Tuesday, February 2, 2010

Are we there yet?

Aaaaaaaah!! *runs around in crazed circles*

It's a wonder I have any hair on my head. Thank the heavens that I was given a curly mop, because it makes your hair look thicker and I can promise you, by the time we're all done with the prepping and finalizing Seers of Light for sale, I will have very little left. It's 14 days till the book goes on sale... and wow, what a journey.

You see, you write a book...and then the easy part is officially and absolutely over.

The most complicated stuff comes after, I promise you. All the real work begins in the editing and formatting stages. First the author edits the bejeesus out of the manuscript, then the editor does the same, then you edit based on their edits, then the managing editor does the same, then its your turn again, then, when you're all feeling confident that it can pass through the gates of grammar heaven proudly, the format artist has to run their own fine tooth comb through it to set the pages/font/style/alignment/everything else under the sun that makes the book look like a book.
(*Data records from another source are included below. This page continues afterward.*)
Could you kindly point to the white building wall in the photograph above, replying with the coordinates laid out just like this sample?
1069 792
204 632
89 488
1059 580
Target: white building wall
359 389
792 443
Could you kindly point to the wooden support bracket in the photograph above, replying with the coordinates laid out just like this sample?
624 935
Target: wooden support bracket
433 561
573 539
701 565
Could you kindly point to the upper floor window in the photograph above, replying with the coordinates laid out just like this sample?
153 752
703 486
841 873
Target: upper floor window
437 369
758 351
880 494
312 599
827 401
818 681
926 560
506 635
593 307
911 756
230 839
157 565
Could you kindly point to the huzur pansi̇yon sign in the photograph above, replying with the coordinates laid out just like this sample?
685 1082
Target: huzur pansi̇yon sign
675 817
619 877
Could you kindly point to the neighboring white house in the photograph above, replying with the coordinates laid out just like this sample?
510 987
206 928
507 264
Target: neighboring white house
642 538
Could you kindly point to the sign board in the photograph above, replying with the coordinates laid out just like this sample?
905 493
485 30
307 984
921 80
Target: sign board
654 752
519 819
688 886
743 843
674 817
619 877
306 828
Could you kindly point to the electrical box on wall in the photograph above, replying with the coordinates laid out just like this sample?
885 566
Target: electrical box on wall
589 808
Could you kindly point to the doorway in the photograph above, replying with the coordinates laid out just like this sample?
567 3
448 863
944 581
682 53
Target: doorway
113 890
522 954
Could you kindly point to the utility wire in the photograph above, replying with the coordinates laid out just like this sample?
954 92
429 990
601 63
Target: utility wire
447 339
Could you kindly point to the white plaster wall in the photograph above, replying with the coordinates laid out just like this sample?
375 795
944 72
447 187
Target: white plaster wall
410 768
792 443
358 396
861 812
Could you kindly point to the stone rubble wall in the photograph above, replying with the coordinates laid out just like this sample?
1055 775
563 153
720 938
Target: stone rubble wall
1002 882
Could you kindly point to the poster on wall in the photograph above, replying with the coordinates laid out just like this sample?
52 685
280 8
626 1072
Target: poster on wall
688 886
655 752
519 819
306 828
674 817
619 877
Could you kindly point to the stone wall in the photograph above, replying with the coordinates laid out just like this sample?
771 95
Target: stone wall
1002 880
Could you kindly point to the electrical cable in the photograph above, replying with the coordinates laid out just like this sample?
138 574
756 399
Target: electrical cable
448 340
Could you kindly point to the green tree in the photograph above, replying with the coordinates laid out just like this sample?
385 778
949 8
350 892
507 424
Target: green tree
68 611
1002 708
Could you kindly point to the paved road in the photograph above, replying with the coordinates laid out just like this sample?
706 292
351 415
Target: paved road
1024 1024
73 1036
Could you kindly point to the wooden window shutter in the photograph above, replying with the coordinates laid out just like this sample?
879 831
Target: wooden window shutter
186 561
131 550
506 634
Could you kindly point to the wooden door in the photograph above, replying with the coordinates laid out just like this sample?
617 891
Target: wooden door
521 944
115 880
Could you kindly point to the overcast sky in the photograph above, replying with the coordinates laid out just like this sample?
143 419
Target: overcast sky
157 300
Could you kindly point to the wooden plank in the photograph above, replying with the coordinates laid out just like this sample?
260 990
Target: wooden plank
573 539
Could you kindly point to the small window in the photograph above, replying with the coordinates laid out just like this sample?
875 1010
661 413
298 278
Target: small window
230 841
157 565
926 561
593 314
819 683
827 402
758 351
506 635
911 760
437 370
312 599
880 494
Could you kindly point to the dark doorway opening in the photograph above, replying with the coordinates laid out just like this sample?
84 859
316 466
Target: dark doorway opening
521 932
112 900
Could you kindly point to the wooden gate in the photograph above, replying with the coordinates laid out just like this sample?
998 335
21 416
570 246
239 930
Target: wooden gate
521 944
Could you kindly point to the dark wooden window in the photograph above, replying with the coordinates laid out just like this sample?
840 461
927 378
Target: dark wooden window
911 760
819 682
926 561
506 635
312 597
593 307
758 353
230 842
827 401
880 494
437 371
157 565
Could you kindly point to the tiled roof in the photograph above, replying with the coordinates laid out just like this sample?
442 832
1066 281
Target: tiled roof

And throughout all this, you STILL bloody find a few things, little tiny details that make you ask, "How in the hell did I/we/everyone miss that?" It's amazing, and frustrating, and enthralling, and frustrating... did I mention that? And not just for me, mind you. For everyone involved. God bless the formater/typesetter. They make the story look like something you'd want to open a page to. And the tedious work involved in that process is no less stressful than the editing aspect.
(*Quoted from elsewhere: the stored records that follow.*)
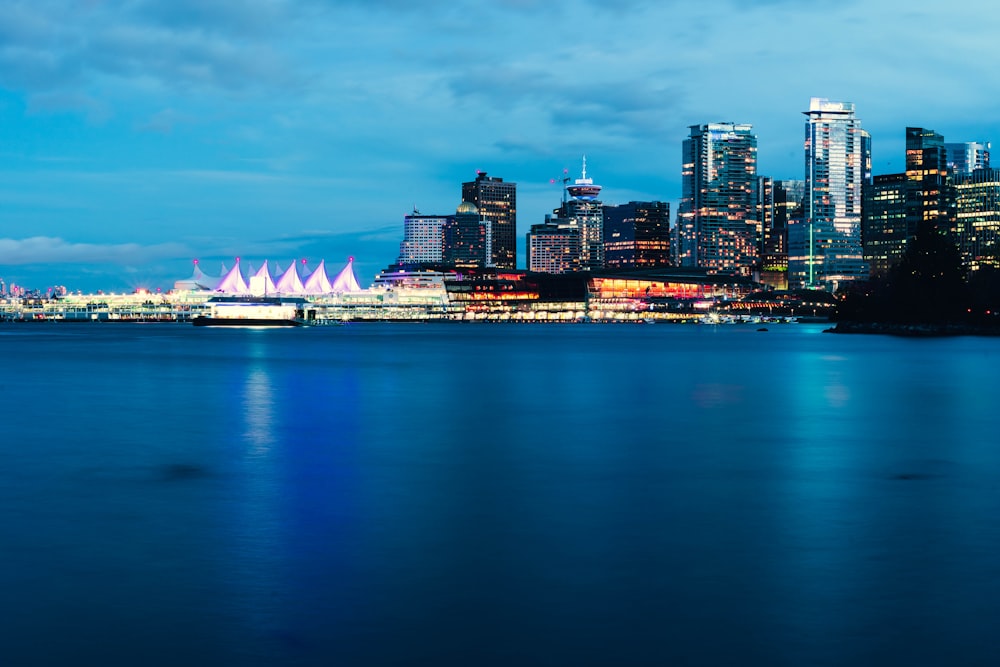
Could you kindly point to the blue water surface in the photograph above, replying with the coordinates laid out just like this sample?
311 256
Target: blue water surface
461 494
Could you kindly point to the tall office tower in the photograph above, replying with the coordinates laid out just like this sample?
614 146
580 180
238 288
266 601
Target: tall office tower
582 209
777 202
637 235
466 239
497 203
422 239
884 230
930 197
977 226
717 218
824 248
966 157
553 246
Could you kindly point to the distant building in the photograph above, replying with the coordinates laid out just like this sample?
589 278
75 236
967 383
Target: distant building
885 232
824 249
467 239
968 156
778 201
497 204
583 210
423 239
929 196
977 218
637 235
554 246
717 217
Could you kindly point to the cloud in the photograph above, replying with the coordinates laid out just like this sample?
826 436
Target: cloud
50 250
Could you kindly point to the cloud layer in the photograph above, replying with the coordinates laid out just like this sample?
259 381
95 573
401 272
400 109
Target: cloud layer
210 124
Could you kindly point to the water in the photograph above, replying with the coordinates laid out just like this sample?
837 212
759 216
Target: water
497 495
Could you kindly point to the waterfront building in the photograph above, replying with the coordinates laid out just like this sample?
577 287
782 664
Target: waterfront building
717 217
824 247
582 209
930 198
497 204
778 201
554 246
977 218
885 232
423 239
637 235
467 239
967 156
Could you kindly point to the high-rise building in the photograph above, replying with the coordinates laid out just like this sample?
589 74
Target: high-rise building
778 201
466 239
553 246
422 239
930 198
824 248
966 157
717 217
977 225
637 235
582 209
497 203
885 232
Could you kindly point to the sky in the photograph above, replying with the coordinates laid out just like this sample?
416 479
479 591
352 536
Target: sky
138 135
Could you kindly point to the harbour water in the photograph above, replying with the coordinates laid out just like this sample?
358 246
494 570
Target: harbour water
461 494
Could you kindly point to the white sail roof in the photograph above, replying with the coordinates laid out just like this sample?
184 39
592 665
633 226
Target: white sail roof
261 282
290 282
318 282
233 282
197 281
345 280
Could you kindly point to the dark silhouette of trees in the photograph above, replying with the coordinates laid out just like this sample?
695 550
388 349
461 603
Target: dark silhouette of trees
927 286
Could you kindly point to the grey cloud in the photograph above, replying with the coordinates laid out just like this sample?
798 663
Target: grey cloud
50 250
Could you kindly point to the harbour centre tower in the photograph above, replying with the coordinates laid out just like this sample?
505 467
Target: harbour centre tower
824 247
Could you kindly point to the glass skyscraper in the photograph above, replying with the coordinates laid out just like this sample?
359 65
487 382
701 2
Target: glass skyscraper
717 217
824 248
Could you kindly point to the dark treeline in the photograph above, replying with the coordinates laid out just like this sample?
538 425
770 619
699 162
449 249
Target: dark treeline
929 286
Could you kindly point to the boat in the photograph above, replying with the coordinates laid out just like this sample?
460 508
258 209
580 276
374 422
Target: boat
239 311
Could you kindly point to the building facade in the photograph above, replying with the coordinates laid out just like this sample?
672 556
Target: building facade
966 157
717 216
637 235
581 208
423 238
930 198
885 231
466 239
554 247
824 248
497 204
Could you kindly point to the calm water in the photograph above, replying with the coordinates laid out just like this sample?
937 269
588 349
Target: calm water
497 495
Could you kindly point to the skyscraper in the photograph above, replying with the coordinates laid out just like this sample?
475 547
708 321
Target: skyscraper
965 157
582 209
637 235
497 203
422 239
929 195
885 232
717 218
466 239
977 227
824 248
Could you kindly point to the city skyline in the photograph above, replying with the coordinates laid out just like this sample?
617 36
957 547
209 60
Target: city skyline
136 138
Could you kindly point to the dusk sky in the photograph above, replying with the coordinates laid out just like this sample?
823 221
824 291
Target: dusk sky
137 135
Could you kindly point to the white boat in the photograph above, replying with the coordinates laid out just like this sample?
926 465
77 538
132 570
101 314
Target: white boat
254 312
Editors are taught that, should your goal be utter perfection, you will never complete a single manuscript. I dare you to pluck a book from your shelf and not find a single typo -- no stray comma, no skipped word, etc, etc and so forth. It won't happen. However, the last few months have been a rally to make the finished product as clean as is possible, regardless.

I saw the near finished file of my novel today, complete with technicalities of copyright and whatnot. It was so amazing--as close to the real deal as I'll get before I hold that baby in my hands.
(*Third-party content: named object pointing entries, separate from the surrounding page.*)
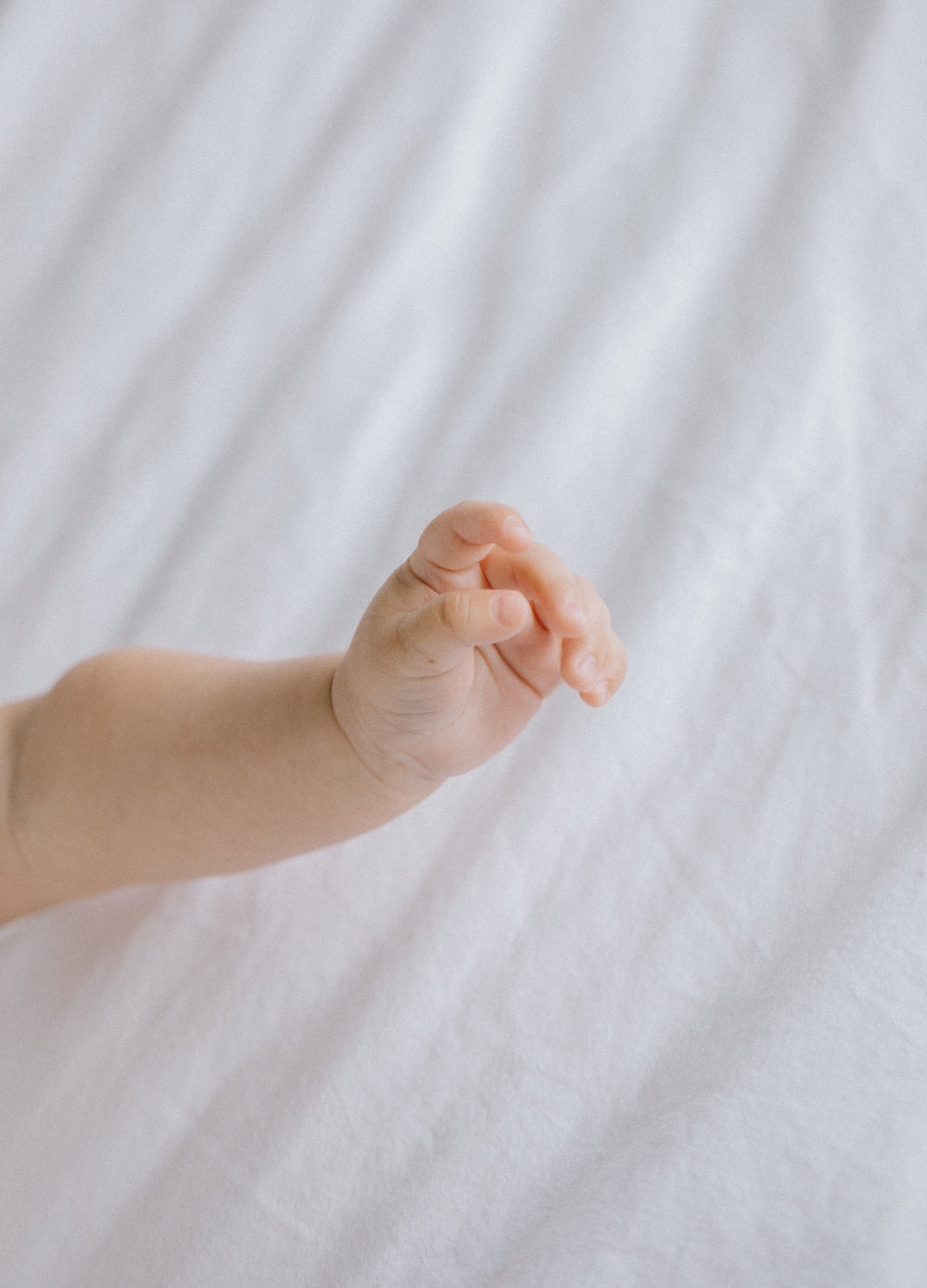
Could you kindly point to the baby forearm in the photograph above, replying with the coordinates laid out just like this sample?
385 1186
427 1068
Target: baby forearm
153 767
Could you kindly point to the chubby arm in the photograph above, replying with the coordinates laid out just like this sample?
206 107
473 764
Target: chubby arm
147 765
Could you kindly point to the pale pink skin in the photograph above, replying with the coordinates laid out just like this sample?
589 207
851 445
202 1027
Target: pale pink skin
463 644
146 765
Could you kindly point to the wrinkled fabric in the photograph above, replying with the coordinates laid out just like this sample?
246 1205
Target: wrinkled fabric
642 1001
I'll tell you, I can't wait until it's done! Then it's time for the next writing project, time to fall into the next world so that we can do it aaall over again. And why am I willing to repeat said toil? I mean, wouldn't a nine-to-five, normal ole' day job alone keep me busy enough? (Because I've got one of those... ) It's for the same reason I wrote Seers to begin with. I know how a book makes you feel. I know how a good story/movie/song can change your heart, inspire you to action, energize and put your whole life in perspective. And I want to give people that gift more than anything else in the world.

So here's hoping that, after all this, the readers will feel my heart. They'll feel whatever they need to feel and take whatever they need to take from the book. But, no matter what, the blood, sweat and tears will still be worth it, because even if no one but me ever read this book, it has changed my world, and what more can I ask?